Die europäische Krisenpolitik wird durch die divergierenden nationalen Interessen geprägt. Es sind insbesondere deutsche Politiker wie Wolfgang Schäuble, die »Spanien an die kurze Leine« (Die Welt) nehmen wollen. Der Bundesfinanzminister plädierte im Deutschlandfunk für eine strikte europäische Kontrolle der Neuordnung des spanischen Finanzsektors, während Bundesbankpräsident Jens Weidmann in der ARD umgehend weitere »Strukturreformen« auf der iberischen Halbinsel anmahnte.

Premier Mariano Rajoy will die mit den Hilfsmaßnahmen einhergehende Einschränkung der finanzpolitischen Souveränität Spaniens möglichst gering halten, um so den Ausverkauf des Landes zu verhindern. Es sind vor allem die Sparkassen, die unter den Folgen der geplatzten Immobilienblase leiden – und die im Fall einer Restrukturierung ihre umfangreichen Industriebeteiligungen abstoßen müßten. Sogenannte Geierfonds würden bereits auf diese Geschäftsgelegenheit warten, erklärte ein Analyst dem Manager Magazin. »Die wissen genau, daß die EU den Banken Auflagen als Gegenleistung für die Staatshilfen machen wird.« So könnten »attraktive Geschäftsfelder« und Industriebeteiligungen als »Schnäppchen« erworben werden.

Die Wirkung der aktuellen Geldspritze wird aber vor allem deshalb verpuffen, weil die Milliarden nicht zur Belebung der spanischen Wirtschaft beitragen.

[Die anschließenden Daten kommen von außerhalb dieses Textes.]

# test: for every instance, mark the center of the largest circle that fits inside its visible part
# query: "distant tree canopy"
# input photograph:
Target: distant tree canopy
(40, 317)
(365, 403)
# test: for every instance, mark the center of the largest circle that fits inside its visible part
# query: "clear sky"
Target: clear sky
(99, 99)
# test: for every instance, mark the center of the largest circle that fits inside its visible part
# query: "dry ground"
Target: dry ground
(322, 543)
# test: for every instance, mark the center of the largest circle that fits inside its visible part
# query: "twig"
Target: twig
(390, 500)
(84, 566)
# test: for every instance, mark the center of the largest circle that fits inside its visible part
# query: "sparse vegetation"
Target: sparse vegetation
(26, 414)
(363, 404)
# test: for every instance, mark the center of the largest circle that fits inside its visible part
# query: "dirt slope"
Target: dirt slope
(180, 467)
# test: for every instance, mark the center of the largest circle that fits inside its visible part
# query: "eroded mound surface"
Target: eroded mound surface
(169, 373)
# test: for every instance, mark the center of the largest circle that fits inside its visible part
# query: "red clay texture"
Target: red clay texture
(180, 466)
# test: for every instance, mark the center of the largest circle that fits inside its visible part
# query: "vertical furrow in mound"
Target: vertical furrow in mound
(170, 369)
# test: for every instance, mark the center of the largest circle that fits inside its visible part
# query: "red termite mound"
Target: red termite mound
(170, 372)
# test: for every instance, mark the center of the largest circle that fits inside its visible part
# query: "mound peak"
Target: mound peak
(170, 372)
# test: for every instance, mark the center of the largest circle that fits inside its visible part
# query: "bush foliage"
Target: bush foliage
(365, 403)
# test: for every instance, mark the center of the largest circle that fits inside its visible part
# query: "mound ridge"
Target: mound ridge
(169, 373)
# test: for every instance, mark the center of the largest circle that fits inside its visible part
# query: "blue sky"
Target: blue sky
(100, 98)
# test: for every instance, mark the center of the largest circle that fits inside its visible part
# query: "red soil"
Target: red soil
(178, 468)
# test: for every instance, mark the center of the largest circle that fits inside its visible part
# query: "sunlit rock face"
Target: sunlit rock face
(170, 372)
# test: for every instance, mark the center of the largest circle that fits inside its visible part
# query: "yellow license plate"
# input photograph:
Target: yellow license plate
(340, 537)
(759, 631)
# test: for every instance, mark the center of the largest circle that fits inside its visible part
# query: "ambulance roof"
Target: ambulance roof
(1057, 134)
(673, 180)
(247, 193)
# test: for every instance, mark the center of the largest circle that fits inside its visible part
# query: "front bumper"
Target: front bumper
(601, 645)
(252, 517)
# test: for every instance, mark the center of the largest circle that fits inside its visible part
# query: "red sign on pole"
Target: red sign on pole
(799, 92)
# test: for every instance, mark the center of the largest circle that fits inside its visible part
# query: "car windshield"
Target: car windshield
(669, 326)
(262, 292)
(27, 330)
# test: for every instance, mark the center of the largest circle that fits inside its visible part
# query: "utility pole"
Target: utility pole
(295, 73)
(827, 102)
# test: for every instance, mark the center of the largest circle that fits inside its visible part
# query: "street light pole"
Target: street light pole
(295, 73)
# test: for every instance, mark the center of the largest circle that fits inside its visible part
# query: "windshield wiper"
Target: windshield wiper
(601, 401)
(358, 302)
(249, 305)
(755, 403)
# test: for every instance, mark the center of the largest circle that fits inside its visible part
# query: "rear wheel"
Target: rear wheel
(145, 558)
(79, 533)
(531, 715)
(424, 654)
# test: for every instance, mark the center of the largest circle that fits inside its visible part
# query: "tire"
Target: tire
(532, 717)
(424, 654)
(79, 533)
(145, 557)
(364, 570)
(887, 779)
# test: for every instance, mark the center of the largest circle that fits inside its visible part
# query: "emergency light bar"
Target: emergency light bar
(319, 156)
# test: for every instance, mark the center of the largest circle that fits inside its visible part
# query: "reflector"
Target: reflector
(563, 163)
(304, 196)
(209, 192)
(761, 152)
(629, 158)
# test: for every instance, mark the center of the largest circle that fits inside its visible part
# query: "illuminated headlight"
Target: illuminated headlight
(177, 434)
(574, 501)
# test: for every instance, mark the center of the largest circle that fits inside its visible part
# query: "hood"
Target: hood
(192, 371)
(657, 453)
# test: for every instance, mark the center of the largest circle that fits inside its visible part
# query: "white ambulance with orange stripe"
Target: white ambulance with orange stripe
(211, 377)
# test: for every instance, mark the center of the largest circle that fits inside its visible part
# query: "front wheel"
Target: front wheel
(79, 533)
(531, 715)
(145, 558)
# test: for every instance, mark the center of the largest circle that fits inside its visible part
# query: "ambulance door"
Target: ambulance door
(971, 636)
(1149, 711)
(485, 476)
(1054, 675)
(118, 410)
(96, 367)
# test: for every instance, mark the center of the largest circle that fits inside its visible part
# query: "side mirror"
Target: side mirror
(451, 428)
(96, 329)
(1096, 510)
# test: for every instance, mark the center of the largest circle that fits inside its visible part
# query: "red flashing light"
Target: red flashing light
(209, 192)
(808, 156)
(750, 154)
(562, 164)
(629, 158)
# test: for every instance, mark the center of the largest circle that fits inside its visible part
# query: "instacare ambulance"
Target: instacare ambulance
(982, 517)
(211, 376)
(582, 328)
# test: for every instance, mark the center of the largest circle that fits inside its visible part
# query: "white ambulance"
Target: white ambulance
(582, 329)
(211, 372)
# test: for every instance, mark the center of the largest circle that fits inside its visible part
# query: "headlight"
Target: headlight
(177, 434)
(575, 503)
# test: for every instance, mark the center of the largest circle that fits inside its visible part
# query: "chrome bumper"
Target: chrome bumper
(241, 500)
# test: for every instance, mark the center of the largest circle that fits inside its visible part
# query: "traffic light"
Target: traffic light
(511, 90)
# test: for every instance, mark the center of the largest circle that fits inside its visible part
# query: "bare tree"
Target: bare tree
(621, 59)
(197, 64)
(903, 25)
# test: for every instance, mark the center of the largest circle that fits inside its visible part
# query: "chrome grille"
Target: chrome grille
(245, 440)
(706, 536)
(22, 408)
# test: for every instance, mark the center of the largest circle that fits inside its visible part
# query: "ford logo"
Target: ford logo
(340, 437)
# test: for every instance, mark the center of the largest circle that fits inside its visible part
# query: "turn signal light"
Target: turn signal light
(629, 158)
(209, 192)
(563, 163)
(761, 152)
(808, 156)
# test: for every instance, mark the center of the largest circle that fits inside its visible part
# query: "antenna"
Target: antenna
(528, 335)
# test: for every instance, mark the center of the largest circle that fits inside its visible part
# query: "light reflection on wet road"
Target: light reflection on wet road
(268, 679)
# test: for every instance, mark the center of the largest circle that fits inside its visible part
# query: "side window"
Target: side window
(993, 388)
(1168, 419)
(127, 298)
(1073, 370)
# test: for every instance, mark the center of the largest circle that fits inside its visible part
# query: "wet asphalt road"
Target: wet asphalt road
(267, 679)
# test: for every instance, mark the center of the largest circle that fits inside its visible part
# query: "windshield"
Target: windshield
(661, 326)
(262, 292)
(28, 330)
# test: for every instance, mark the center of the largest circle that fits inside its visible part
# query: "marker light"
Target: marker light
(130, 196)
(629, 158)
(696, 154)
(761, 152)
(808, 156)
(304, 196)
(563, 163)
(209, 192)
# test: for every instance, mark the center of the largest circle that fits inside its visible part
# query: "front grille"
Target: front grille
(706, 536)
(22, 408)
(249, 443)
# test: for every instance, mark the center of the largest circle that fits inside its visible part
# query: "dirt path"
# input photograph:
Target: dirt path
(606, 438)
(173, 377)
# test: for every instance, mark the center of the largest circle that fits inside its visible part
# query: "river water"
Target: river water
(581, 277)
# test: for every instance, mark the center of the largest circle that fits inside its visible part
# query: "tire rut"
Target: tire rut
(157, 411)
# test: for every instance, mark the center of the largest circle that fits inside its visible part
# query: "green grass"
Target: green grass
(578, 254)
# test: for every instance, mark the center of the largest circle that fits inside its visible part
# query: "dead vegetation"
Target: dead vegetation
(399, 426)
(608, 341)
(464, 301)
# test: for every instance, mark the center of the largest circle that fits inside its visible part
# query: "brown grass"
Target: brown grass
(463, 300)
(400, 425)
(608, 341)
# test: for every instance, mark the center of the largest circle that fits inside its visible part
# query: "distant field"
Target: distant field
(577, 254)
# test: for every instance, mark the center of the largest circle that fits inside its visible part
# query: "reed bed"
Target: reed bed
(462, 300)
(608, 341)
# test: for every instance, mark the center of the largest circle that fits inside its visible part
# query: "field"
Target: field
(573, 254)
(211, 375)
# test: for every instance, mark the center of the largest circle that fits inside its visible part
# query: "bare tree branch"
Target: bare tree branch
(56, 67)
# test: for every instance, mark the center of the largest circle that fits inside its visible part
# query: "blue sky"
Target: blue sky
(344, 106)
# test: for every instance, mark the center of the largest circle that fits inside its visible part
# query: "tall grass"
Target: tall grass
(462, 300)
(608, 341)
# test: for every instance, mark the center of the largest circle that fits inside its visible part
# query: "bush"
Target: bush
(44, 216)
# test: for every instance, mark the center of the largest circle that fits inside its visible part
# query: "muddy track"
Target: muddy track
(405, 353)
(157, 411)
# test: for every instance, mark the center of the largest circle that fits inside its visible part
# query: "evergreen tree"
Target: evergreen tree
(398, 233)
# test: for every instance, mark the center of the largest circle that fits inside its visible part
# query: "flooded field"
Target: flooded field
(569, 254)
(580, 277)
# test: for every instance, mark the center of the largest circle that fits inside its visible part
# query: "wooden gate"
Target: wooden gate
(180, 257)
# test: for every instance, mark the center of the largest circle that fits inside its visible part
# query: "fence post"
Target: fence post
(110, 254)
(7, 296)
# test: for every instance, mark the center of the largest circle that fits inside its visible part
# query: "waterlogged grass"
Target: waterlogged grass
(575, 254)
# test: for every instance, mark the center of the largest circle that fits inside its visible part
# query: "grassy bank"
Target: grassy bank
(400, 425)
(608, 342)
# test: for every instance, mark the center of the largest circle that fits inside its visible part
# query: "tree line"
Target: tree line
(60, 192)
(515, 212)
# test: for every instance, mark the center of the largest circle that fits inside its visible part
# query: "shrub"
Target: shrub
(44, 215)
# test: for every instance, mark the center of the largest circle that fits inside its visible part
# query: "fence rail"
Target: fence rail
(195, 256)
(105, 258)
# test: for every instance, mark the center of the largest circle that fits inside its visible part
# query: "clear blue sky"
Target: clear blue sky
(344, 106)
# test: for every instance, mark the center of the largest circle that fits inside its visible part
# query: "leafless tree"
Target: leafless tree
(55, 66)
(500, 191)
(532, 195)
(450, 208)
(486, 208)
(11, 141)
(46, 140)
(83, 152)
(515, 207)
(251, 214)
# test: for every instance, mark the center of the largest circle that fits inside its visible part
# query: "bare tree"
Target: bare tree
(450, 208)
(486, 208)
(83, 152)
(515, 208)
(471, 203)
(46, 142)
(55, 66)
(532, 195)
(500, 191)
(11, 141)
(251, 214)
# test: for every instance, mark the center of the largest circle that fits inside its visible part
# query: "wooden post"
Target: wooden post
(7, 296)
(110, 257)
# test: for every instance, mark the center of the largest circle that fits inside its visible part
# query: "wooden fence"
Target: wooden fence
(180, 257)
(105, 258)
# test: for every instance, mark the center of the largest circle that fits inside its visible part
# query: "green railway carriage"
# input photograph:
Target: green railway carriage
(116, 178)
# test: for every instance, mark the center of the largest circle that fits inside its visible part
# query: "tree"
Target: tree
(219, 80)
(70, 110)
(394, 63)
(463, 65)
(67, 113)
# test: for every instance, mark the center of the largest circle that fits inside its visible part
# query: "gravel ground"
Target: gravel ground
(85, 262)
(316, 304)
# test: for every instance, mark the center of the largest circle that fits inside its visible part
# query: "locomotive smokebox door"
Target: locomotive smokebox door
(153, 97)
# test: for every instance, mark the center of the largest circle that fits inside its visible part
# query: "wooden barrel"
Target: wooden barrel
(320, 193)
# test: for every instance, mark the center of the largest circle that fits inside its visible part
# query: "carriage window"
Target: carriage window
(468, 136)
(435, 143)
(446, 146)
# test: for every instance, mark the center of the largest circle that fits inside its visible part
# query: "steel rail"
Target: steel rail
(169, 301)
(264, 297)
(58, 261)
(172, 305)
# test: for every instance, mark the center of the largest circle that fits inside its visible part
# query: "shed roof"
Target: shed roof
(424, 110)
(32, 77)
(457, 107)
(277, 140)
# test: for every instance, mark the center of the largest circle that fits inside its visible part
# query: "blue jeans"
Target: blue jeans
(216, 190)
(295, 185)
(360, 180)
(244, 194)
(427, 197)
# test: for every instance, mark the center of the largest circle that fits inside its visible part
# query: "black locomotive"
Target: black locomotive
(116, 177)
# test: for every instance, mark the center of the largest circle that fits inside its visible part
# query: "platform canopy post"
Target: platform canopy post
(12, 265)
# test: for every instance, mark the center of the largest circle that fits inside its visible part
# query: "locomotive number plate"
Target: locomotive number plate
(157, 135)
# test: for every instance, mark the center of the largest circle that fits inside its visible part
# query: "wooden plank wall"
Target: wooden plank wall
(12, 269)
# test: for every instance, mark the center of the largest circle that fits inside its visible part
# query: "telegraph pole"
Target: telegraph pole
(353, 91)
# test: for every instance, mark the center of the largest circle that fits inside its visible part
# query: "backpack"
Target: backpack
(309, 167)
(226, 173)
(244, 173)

Die Kürzungsprogramme schlagen auf die Binnennachfrage durch. Seit 2007 sind die Einzelhandelsumsätze bereits um rund 25 Prozent zurückgegangen. Hierdurch kollabierte auch die Industrieproduktion. Deren Ausstoß verringerte sich gegenüber April 2009 um 35 Prozent. Steuerausfälle und der Anstieg der Arbeitslosigkeit lassen das Haushaltsdefizit Madrids trotz immer neuer »Sparpakete« anschwellen. Die Rezession wird zudem das Volumen der notleidenden Kredite erhöhen und so selbst die beabsichtigte Stabilisierung des Finanzsektors untergraben.

Wolkenkuckucksheim

Obwohl diese Entwicklung alle europäischen Krisenstaaten erfaßt hat und die Euro-Zone auf einen Kollaps zusteuert, weigert sich die BRD-Politik, von dem »Sparkurs« abzurücken. Deutsche Politiker lebten »in einem Wolkenkuckucksheim« kritisierte Wirtschafts-Nobelpreisträger Paul Krugman. »Wenn höchste Repräsentanten Deutschlands dermaßen von der Wirklichkeit entkoppelt sind, welche Chancen hat Europa noch?«

Wie groß die Spannungen in der Euro-Zone inzwischen sind, machten die Reaktionen auf die Kreditkonditionen für Spanien deutlich. Selbst beim neoliberalen Musterschüler Irland löste diese Bevorzugung »Hoffnungen auf zusätzliches Entgegenkommen« bei den Auflagen aus, berichtete die Neue Züricher Zeitung. In Italien, dessen Wirtschaftsabschwung andauert, würden hingegen laut der Frankfurter Allgemeinen Zeitung (FAZ) immer häufiger Forderungen nach Euro-Bonds laut. Berlin werde inzwischen »von Ministerpräsident Mario Monti hart kritisiert«, so die FAZ. Am deutlichsten wurden griechische Linkspolitiker, die sich in ihrem Beharren auf einer gänzlichen Rücknahme des Spardiktats bestätigt fühlten. Die »Nachrichten aus Spanien bestätigen unsere Position, daß es sich bei der Krise um ein paneuropäisches Problem handelt«, erklärte der Vorsitzende der griechischen Partei Syriza, Alexis Tsipras, in einem Zeitungsinterview. Der bisherige Politikansatz sei »komplett ineffektiv und sozial desaströs« gewesen und müsse umgehend revidiert werden.